PediaBench: A Comprehensive Chinese Pediatric Dataset for Benchmarking Large Language Models

Qian Zhang,Panfeng Chen,Jiali Li,Linkun Feng,Shuyu Liu,Mei Chen,Hui Li,Yanhao Wang
2024-12-09
Abstract:The emergence of Large Language Models (LLMs) in the medical domain has stressed a compelling need for standard datasets to evaluate their question-answering (QA) performance. Although there have been several benchmark datasets for medical QA, they either cover common knowledge across different departments or are specific to another department rather than pediatrics. Moreover, some of them are limited to objective questions and do not measure the generation capacity of LLMs. Therefore, they cannot comprehensively assess the QA ability of LLMs in pediatrics. To fill this gap, we construct PediaBench, the first Chinese pediatric dataset for LLM evaluation. Specifically, it contains 4,565 objective questions and 1,632 subjective questions spanning 12 pediatric disease groups. It adopts an integrated scoring criterion based on different difficulty levels to thoroughly assess the proficiency of an LLM in instruction following, knowledge understanding, clinical case analysis, etc. Finally, we validate the effectiveness of PediaBench with extensive experiments on 20 open-source and commercial LLMs. Through an in-depth analysis of experimental results, we offer insights into the ability of LLMs to answer pediatric questions in the Chinese context, highlighting their limitations for further improvements. Our code and data are published at <a class="link-external link-https" href="https://github.com/ACMISLab/PediaBench" rel="external noopener nofollow">this https URL</a>.
Computation and Language
What problem does this paper attempt to address?

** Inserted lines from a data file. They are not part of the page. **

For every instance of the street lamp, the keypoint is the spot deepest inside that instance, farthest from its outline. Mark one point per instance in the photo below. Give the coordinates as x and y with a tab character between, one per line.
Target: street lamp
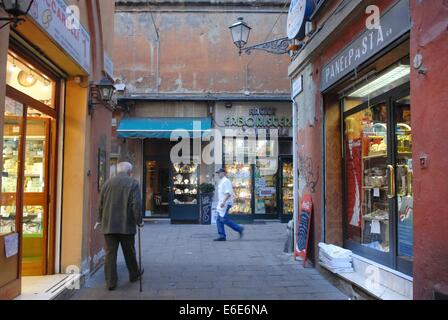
106	89
240	33
15	9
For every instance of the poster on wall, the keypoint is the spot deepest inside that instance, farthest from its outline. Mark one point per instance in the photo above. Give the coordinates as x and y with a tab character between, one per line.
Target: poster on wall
303	228
406	227
11	245
354	186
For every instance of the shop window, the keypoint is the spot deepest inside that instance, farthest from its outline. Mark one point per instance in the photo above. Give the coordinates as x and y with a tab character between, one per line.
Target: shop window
12	137
378	178
366	180
27	79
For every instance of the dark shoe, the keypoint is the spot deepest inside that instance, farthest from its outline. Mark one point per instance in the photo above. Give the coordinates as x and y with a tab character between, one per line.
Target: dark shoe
242	232
138	278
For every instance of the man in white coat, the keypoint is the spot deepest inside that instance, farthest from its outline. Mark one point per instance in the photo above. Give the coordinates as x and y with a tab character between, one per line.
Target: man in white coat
225	202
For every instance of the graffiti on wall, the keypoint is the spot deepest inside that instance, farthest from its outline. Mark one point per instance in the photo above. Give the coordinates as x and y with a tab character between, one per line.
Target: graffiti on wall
308	173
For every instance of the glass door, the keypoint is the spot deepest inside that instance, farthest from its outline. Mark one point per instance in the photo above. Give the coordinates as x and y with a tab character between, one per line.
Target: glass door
241	177
157	189
35	187
378	179
286	193
184	196
12	162
403	193
266	188
366	183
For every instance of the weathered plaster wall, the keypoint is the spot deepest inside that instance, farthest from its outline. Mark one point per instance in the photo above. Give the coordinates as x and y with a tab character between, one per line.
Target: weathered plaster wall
194	52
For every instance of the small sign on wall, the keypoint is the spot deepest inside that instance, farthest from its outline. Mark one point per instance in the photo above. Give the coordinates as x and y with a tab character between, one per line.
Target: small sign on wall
297	86
11	245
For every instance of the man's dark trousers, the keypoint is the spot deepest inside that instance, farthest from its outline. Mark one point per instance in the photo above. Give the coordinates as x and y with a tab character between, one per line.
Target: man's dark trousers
127	242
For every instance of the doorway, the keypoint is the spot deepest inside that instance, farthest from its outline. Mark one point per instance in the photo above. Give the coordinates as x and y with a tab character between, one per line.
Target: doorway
378	179
29	164
157	189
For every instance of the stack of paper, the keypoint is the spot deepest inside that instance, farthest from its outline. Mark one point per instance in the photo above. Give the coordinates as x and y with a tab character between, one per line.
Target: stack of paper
334	258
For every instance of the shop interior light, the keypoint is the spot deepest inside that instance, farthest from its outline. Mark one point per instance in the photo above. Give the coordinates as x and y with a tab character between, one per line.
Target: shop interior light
15	9
388	78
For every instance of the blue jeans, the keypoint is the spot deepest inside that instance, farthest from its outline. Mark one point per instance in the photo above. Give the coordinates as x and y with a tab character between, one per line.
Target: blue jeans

The problem that this paper attempts to solve is the current lack of a standard dataset specifically used to evaluate the question - answering ability of large language models (LLMs) in the field of pediatrics. Although there are already some medical question - answering benchmark datasets, most of them cover general medical knowledge in different departments or are specific to other departments rather than pediatrics. In addition, these datasets are usually limited to objective questions and cannot comprehensively evaluate the ability of LLMs to generate medical texts. Therefore, the applicability of existing benchmark datasets in the field of pediatrics is limited and cannot fully evaluate the performance of LLMs in pediatric question - answering. To solve this problem, the paper introduces PediaBench - the first large - scale question - answering dataset specifically for Chinese pediatrics. PediaBench contains 4,565 objective questions and 1,632 subjective questions, covering 12 typical pediatric disease groups. By introducing diverse question types and comprehensive scoring criteria, PediaBench can more comprehensively evaluate the abilities of LLMs in instruction following, knowledge understanding, clinical case analysis, etc. Specifically, the main contributions of PediaBench include: 1. **Constructing a high - quality pediatric question - answering dataset**: PediaBench is the first large - scale question - answering dataset specifically for Chinese pediatrics, covering multiple question types and a wide range of pediatric diseases. 2. **Designing a comprehensive scoring scheme**: In order to accurately evaluate the performance of LLMs, PediaBench adopts a comprehensive scoring scheme that combines the difficulty coefficient and automatic scoring. 3. **Extensive experimental verification**: Through extensive experiments on 20 open - source and commercial LLMs, the effectiveness of PediaBench is verified, and a detailed performance analysis is provided, highlighting the limitations and improvement directions of current LLMs. Through these measures, PediaBench fills the gap of existing benchmark datasets in the field of pediatrics and provides a powerful tool for evaluating and improving the performance of LLMs in pediatric question - answering tasks.